La mosquée est un espace sacré où la communauté se recueille et prie, mais aussi s’organise, un espace ouvert sur le monde et par conséquent sur les sciences qu’on peut dire profanes. Pendant les premiers siècles de l’islam, les sciences faisaient partie du bagage intellectuel des cheikhs et pouvaient inspirer le contenu de leurs sermons.
Plus près de nous, les grandes mosquées ont joué un rôle important dans le développement des sciences et de la modernisation des sociétés. Un bon exemple est l’ouverture d’une école de médecine au Caire, en 1827, par le pacha Mohamed Ali, sous la direction d’un médecin français, le docteur Clot. Des savants de la mosquée d’al-Azhar ont traduit en arabe les manuels de médecine choisis par Clot Bey. Certaines de ces traductions ont été envoyées en Tunisie, dans l’Empire ottoman et en Iran, pour servir de modèles aux futures écoles de médecine. Les cheikhs d’al-Azhar, experts de la langue arabe - qui a fait don aux sciences européennes d’une partie de son vocabulaire savant : algorithme, chiffre, algèbre, alchimie, athanor ... ont forgé une terminologie en inventant des mots ou en les douant de sens nouveaux ; l’arabe est langue sacrée mais aussi langue qui exprime les besoins des sociétés qui la parlent.

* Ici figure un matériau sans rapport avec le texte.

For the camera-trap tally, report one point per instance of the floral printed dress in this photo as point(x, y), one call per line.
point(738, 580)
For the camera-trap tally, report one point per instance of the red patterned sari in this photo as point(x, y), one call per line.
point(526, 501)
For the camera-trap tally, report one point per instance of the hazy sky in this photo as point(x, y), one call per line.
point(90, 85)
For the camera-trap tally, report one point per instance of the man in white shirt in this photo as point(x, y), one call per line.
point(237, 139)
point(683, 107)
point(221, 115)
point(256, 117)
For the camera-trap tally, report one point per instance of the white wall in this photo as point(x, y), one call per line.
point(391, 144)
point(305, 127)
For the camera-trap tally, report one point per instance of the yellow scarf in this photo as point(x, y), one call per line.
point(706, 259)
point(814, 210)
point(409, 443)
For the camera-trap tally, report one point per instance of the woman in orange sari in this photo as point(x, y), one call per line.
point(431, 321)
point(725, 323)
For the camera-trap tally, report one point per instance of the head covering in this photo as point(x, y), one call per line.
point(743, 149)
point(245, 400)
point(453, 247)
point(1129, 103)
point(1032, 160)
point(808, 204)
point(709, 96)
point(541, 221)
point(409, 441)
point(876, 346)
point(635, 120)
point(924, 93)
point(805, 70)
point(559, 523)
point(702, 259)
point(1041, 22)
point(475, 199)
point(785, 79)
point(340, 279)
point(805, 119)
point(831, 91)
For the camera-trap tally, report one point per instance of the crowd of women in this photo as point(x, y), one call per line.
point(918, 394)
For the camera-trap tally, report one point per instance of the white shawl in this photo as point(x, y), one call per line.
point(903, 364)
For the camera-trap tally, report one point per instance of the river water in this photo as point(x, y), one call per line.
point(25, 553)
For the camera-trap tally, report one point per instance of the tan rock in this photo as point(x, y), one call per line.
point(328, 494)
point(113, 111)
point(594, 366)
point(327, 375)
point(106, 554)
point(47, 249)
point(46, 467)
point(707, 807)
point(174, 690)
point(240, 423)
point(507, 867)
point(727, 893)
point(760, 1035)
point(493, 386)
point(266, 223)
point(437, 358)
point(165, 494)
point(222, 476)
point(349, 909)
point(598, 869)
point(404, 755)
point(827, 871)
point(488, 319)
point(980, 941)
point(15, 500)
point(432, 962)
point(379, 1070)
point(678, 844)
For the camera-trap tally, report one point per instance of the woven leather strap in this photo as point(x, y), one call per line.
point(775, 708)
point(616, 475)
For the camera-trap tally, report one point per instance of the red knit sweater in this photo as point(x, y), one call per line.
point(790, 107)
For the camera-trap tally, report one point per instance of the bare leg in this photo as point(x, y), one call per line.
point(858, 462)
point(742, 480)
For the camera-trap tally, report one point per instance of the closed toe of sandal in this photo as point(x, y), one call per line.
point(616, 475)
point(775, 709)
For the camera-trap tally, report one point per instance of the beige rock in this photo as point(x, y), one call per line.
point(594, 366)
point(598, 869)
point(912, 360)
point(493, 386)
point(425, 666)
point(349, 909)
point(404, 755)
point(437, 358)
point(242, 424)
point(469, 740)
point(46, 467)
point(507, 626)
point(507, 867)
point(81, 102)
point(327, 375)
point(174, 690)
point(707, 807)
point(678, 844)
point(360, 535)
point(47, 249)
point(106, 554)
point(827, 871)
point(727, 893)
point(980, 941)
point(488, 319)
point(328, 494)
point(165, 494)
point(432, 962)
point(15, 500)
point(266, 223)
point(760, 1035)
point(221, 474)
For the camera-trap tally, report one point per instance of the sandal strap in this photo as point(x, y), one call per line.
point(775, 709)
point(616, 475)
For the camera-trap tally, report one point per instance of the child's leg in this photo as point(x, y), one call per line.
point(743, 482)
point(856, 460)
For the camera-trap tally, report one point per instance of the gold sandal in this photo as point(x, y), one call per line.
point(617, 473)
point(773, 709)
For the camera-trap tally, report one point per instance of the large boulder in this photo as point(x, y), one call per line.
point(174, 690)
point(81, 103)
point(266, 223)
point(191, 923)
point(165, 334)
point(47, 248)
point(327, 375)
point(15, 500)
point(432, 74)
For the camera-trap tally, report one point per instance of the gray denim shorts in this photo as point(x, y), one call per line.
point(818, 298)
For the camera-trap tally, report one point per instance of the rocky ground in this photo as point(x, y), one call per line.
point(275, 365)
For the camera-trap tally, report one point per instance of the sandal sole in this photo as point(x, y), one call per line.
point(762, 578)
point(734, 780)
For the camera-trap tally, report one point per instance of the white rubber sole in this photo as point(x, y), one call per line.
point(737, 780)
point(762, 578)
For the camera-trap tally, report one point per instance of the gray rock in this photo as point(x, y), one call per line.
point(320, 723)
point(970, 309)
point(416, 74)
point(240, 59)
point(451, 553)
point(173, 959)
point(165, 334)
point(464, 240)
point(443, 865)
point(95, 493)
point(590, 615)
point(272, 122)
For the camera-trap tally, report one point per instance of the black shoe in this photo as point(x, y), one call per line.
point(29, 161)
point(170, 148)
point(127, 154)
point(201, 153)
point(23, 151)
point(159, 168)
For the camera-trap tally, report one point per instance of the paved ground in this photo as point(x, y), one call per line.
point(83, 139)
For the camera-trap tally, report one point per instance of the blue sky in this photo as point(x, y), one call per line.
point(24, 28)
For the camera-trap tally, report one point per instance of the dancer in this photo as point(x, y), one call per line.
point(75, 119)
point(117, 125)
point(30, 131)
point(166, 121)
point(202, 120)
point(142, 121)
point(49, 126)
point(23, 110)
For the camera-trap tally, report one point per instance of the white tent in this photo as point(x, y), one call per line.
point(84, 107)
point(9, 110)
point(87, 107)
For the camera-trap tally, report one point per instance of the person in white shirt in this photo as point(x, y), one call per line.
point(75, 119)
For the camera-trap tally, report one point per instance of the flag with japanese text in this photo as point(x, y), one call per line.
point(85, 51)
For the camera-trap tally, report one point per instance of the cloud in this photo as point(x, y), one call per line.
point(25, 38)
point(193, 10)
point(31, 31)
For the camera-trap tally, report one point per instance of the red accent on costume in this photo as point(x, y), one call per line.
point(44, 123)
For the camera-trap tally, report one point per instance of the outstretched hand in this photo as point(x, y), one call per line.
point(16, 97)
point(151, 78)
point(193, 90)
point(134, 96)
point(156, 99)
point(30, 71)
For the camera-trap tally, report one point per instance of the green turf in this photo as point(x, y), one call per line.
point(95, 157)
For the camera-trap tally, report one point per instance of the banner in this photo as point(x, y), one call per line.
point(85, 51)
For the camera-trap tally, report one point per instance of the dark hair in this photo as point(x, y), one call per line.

En pays d’islam, la mosquée, à côté de ses autres fonctions, doit former les élites administratives. Or ces dernières ne peuvent rester indifférentes aux innovations scientifiques et aux questions morales et juridiques qu’elles soulèvent. L’intégration des nouveaux savoirs dans la culture musulmane a été débattue à la Zeytouna de Tunis, à la fin du siècle dernier. Fallait-il construire un laboratoire où l’on s’initierait aux sciences naturelles et à la physique, non pas dans la mosquée proprement dite, mais sur son territoire, pour accroître la légitimité de l’entreprise ? En attendant la construction de ce laboratoire, indéfiniment retardée, s’est créée, avec le patronage de la mosquée, une association, la Khaldouniya, du nom du grand sociologue maghrébin Ibn Khaldun. Elle avait pour but de former les étudiants de la Zeytouna aux mathématiques modernes, à la physique et la médecine. Après l’indépendance, en Tunisie, une division du travail s’est établie entre les mosquées, devenues écoles de théologie, et les facultés nouvelles.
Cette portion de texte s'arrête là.